Through his hurt Galen grinned at the irony of Misha's joke.
“But,” Misha went on, “I'm not the sort of man who thinks everyone should do things the same way. You and Khalid, you're good for Vanka. That's all I care about. So.
Out with it.”
Galen closed his eyes and took a long, deep breath.
“They both . . . they can forget to protect themselves with each other, because Khalid sees Vanka's hurt and forgets his own. And it's the same with her. She sees that she can give Khalid something he needs, something I can't really give. And that helps her forget the fear she feels when she's with me.

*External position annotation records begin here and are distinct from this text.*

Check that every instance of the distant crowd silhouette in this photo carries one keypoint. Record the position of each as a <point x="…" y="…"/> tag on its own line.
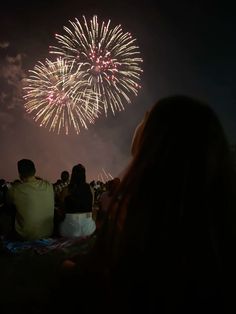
<point x="165" y="228"/>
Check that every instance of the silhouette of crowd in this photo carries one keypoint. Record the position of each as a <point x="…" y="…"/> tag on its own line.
<point x="165" y="228"/>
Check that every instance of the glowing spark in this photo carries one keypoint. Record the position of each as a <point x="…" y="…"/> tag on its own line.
<point x="58" y="94"/>
<point x="108" y="57"/>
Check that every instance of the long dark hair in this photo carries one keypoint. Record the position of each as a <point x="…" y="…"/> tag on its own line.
<point x="174" y="219"/>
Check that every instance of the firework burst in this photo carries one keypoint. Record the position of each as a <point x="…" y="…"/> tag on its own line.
<point x="57" y="94"/>
<point x="108" y="57"/>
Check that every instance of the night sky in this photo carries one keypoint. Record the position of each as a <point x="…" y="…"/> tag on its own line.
<point x="188" y="47"/>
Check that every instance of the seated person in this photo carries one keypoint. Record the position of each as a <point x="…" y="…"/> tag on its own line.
<point x="33" y="200"/>
<point x="76" y="202"/>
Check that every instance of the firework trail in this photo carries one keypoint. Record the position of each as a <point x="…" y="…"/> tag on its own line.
<point x="58" y="95"/>
<point x="108" y="57"/>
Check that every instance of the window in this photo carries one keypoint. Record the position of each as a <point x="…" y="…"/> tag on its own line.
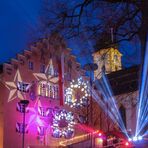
<point x="30" y="65"/>
<point x="44" y="112"/>
<point x="20" y="128"/>
<point x="42" y="68"/>
<point x="21" y="86"/>
<point x="48" y="90"/>
<point x="21" y="108"/>
<point x="41" y="130"/>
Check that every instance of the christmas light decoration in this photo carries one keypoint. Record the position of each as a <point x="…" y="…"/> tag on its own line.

“And I'm glad. I'm glad for both of them, that they can do that for each other. It's not that I want to get in the way of that. But I'm scared. I'm so scared she's never going 350
to give herself to me again. She gave herself to me so completely before. I'd never felt that. The ways she trusted me. The way she needed me. And now, god, she can't even bear to kiss me.”
“I'm scared I'm losing her. I'm scared I'm losing both of them.”
Galen was cradled in Misha's big arms, like a child.
“Galen, Vanka loves you. It's because her love for you is so big that she's scared.
“I know it's hard. You're used to knowing what to do, you're good at giving people what they want, at controlling situations. Here, you might have to let go of the wheel, for once. She's making her way back to you, her own way, in her own time. Trust her to come back to you, Galen.”
* * * *
“Hi.”
“I want to come home.”
Galen pulled her inside, pulled her to him, held her tight against him. “Home.”
She'd never called the place they shared home before.
“Galen, I love you.” She'd never said that before, either. “I love you ridiculously,”
she laughed, mocking herself. “And I want you, so much it hurts to be near you. But I don't know how to be with you, right now.”